Somewhere in the neighborhood of seventeen years ago my parents got divorced. When this happened my family was ripped apart. My older brother went to live with my father, and my younger brother and I went to live with my mother. For the first couple of months we lived in the same city, so even though it was hard, we could still see my dad. Things soon changed, and my mother moved us from Arizona to Louisiana.

As the years went by, we ended up in Florida and dad ended up in Colorado with many moves in between. Part of the split was a wonderful relationship built with my mothers side of the family, but the other part was a horrible split and loss of relationship with my dad’s. Life as I knew it had changed dramatically. Every year that passed, every funeral and wedding that we missed, separated us more and more from the family that we knew and loved. Soon, the people known as the Hances became a mere memory.

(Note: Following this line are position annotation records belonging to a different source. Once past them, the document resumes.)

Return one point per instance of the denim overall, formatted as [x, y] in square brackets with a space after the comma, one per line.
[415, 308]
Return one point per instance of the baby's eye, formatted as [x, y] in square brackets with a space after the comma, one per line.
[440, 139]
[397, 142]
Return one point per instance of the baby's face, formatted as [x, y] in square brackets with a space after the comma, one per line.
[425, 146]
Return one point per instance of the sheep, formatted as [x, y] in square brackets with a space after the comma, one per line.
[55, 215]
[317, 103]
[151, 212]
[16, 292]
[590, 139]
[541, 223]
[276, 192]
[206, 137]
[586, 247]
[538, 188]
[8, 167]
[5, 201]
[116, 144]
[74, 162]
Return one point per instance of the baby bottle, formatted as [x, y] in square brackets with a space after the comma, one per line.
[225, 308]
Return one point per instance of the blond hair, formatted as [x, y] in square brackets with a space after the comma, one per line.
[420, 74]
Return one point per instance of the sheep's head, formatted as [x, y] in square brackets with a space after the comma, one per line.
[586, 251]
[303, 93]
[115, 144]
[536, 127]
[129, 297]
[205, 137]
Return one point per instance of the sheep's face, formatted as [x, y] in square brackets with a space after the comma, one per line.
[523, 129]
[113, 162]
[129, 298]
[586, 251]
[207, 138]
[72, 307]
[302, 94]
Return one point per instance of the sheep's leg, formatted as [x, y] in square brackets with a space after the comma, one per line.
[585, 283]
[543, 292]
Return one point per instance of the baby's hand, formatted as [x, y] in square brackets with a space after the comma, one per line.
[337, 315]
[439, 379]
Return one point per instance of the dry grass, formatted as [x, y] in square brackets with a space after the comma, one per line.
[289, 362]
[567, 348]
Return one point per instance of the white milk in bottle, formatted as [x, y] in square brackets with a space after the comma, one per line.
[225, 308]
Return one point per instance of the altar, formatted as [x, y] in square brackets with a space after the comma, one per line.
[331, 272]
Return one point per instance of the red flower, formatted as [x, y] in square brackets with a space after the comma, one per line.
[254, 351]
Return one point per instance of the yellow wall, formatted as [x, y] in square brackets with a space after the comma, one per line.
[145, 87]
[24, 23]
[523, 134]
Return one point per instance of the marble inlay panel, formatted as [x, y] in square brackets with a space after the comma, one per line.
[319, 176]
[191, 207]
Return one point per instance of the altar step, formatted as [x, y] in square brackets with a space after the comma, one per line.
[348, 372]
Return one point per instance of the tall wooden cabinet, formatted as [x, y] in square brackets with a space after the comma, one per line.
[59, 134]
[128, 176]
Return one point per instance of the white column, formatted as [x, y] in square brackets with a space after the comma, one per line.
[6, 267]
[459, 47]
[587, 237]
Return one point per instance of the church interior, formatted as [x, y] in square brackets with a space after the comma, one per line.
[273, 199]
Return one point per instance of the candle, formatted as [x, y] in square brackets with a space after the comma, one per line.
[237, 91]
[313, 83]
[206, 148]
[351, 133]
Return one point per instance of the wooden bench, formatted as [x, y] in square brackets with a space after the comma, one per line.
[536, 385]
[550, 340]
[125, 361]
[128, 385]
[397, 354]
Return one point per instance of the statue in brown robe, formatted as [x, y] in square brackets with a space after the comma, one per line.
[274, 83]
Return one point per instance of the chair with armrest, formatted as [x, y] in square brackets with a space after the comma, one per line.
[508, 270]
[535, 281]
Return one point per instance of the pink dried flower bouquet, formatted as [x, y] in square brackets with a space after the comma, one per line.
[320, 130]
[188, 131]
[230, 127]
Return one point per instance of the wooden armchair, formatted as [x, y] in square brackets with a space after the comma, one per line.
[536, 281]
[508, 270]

No matter how hard I tried I just couldn’t feel connected. I would follow through email updates and Facebook, but it just wasn’t the same. As I grew older and realized how much we had missed, my heart was crushed. An anger within me grew, and unfortunately a bit of resentment set in for my parents taking me away from the family that I loved and that loved me. Finally, I accepted that I will never be able to have that relationship with my family again, after all, it has been so long.

As there always is in Christ, there is good news. My Lord is a God of reconciliation. He desires relationships that have been broken to be restored again. Look at the Christ event. Jesus came to redeem us unto Himself and restore the relationship that sin had broken between God and humanity. My God is stronger than any human attempt to break the bond between the relationships that were centered around Him. Mistakes were made, choices that caused pain tore apart a couple of young boys and their loving, and godly family. Even so, God is greater, and He restored that lost relationship.

This Thanksgiving was one of the best that I can remember in my life. My family and I were able to spend five days with the Hance clan that I was ripped away from for so long. Even though I felt distant and like nothing more than a stranger with the same last name, they never forgot, they never stopped loving, and they welcomed me as if I had never left. My children felt welcomed, my wife felt at home, and my heart was healed. The Lord spoke to me many times over the last week, and showed me the strength of His power to not only restore broken relationships, but to rebuild broken hearts. My anger was calmed, my resentment was extinguished, and my pain was healed. My Lord allowed me to forgive and showed me that He never forgot.

Are you a victim of broken relationships? Maybe it was your fault, maybe it wasn’t, but God is bigger than the divide between you and the other. Seek Him, and allow Him to restore the relationship and heal the pain. It is His desire to do so, and His will for it to be done. Will you let Him? Will you let Him heal your relationship with the Father? He is waiting, He is calling, He is willing.